Monday, January 15, 2007

Best Music of 2006

by Steven Rybicki

The Ys Spectacular

Ys, from the transfixing Joanna Newsom, is a record that inspires nothing less than aesthetic exhaustion. And you can’t begin to believe how sublime that exhaustion feels when working through the dense lyrics and wonderful arrangements (courtesy of one of the great minds behind Pet Sounds, Van Dyke Parks). The first reviews that dropped on this release were laden with the overall criticism that Ys is “overwritten.” This allegation was enough to convince me to Amazon this puppy. I mean, come one, this was the year of banal and desolate offerings that explained, “you’re beautiful,” “we fly high,” “it’s goin’ down,” “let your shoulder lean,” and (how can we forget), “eight seconds left in overtime…” producing utter aural numbness. So, good lord, please give me “overwritten.”

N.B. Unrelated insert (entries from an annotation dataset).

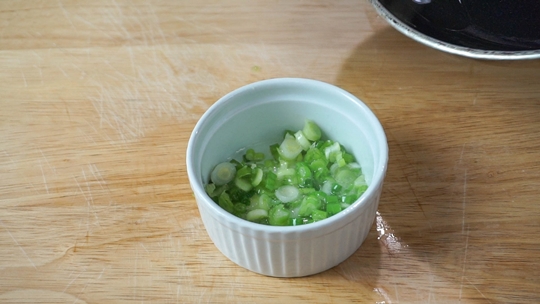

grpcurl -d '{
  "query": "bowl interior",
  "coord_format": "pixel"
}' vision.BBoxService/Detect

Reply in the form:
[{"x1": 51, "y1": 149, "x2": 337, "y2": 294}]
[{"x1": 188, "y1": 79, "x2": 387, "y2": 210}]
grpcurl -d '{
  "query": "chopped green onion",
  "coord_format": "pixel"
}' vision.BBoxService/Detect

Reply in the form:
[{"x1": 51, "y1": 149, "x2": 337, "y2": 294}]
[
  {"x1": 251, "y1": 168, "x2": 263, "y2": 187},
  {"x1": 210, "y1": 162, "x2": 236, "y2": 186},
  {"x1": 294, "y1": 130, "x2": 311, "y2": 151},
  {"x1": 205, "y1": 120, "x2": 368, "y2": 226},
  {"x1": 279, "y1": 133, "x2": 302, "y2": 160},
  {"x1": 302, "y1": 119, "x2": 322, "y2": 141},
  {"x1": 246, "y1": 209, "x2": 268, "y2": 222},
  {"x1": 275, "y1": 185, "x2": 300, "y2": 203},
  {"x1": 268, "y1": 204, "x2": 291, "y2": 226}
]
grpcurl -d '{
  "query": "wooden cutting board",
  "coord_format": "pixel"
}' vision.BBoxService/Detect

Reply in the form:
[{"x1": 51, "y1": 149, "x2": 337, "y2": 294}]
[{"x1": 0, "y1": 0, "x2": 540, "y2": 303}]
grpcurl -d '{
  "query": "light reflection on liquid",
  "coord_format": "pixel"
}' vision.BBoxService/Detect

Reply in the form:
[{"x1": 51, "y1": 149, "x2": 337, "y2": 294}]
[{"x1": 376, "y1": 211, "x2": 408, "y2": 254}]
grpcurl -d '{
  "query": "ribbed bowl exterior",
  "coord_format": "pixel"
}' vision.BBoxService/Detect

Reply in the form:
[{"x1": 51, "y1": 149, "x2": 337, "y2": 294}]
[
  {"x1": 197, "y1": 187, "x2": 381, "y2": 277},
  {"x1": 186, "y1": 78, "x2": 388, "y2": 277}
]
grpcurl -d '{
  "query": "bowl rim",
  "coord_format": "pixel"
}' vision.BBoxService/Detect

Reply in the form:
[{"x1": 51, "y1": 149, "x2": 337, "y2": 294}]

I will never complain when confronted with lyrics that are hard to parse and situations and suggestions that are difficult to digest, so this was a treat. In the case of Ys, we have words that are sung, pitch to pronunciation, with a literariness and sense of being lived-in that is simply lacking in the writing exercises of our best current writers, like Colin Melloy (and that’s not to denigrate The Decemberists, at all). To understand my point, a comparison: Newsom’s “Monkey and Bear” with The Decemberists’ “The Crane Wife.” Melloy’s epic feels like another impressive research paper from a graduate student in the English department and demonstrates, again, his talent for embedding self-contained EPs within The Decemberists’ larger pop catalogue (for further evidence, just remember, Picaresque had its “Mariner’s Song” and the record was written concurrently with The Tain). “Monkey and Bear” is, on the other hand, an expressive tale of a scheming monkey and an amiable bear. Instead of telling the story directly and chronologically, like Melloy’s Tain, “Mariner,” “Island,” and “Crane,” Newsom appeals to the listener’s imagination to explain the history between Money and Bear and their life (during and after captivity) by only explicitly describing their escape from their trainer and a couple stories of their new life.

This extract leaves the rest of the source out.